Да, теперь, у края могилы, Шулян Хэ мог сказать себе, что не посрамил своих предков. А они у старого воина были именитые – такие именитые, что, пожалуй, и предкам самого правителя царства не уступили бы. С гордостью объявлял Шулян Хэ каждому новому знакомому, что он человек царских кровей, потомок основателя династии Шан, великого Чэн Тана, о котором люди уже ничего в точности не помнили, но имя его неизменно поминали с благоговейным трепетом.
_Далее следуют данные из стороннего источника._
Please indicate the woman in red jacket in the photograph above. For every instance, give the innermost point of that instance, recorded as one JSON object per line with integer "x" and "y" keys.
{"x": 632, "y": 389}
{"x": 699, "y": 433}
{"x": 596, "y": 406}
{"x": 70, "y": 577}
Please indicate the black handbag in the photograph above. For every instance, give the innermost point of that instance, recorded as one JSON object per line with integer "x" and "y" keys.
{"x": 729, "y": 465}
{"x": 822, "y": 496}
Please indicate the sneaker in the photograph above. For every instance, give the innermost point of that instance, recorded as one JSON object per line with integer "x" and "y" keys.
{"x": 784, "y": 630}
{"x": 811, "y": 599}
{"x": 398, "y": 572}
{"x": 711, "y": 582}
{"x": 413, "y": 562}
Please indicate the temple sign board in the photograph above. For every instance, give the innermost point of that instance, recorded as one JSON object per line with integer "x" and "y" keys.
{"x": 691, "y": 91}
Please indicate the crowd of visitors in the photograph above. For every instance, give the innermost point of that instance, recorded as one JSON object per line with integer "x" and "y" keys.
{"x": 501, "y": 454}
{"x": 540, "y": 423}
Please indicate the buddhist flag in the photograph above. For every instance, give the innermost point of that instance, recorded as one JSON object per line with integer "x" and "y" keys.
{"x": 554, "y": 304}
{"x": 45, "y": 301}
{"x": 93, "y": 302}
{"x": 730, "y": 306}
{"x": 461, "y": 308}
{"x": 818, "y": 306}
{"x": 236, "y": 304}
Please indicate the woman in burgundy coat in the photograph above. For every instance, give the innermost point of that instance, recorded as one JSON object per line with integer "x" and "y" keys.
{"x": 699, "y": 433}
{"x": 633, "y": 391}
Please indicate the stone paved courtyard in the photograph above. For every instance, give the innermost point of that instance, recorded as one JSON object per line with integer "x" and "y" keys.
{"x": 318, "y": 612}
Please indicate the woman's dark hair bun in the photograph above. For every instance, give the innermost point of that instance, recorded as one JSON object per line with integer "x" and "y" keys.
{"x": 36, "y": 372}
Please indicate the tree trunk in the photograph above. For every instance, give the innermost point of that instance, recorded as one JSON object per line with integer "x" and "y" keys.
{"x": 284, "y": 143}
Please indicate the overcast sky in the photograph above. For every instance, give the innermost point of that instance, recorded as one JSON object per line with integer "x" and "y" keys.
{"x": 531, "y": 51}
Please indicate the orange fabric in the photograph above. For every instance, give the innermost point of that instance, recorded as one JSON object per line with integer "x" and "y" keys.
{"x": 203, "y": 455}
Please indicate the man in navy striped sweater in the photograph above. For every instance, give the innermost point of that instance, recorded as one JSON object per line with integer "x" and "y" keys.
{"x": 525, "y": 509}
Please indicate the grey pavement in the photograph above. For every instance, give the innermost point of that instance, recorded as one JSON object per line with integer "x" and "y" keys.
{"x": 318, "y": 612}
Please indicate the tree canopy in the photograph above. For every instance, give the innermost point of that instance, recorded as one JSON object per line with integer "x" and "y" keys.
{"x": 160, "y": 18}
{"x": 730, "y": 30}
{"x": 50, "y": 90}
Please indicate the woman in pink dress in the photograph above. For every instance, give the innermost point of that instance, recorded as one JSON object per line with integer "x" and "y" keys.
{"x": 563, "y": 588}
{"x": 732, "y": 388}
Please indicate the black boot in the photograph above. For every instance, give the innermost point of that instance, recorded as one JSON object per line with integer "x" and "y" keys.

С незапамятных времен предки Шулян Хэ владели уделом в соседнем с Лу царстве Сун. Первый из них, чье имя сохранила история, жил за пятнадцать поколений до Конфуция. Позднее вожди клана Кун неизменно занимали высокие посты при дворе. Среди них мы встречаем и удачливого полководца, и известного ученого, знатока словесности и музыки, и государева советника, у которого была на редкость красивая жена. Вот эта красавица жена и стала, помимо своей воли, виновницей бед, обрушившихся на род Кунов. Случилось так, что она приглянулась некоему всесильному царедворцу, и тот по доносу добился казни ее мужа, а потом устранил и правителя, вступившегося за честь своего советника. В конце концов Кунам пришлось покинуть родину и перебраться в расположенное по соседству царство Лу. Это случилось при жизни прадеда Шулян Хэ. На новом месте беглецы могли чувствовать себя в безопасности, но надежды на возрождение былого престижа их рода у них, конечно, не было. На их долю оставалось только ратное дело – черная работа знатных людей. Чем они могли утешить себя? Разве что сознанием честно исполненного долга да еще тем, что в злоключениях своих они не были одиноки: в те времена наследников в домах знати было намного больше, чем уделов и должностей при дворе, и обедневшие, захудалые отпрыски знатных семейств повсюду росли в числе.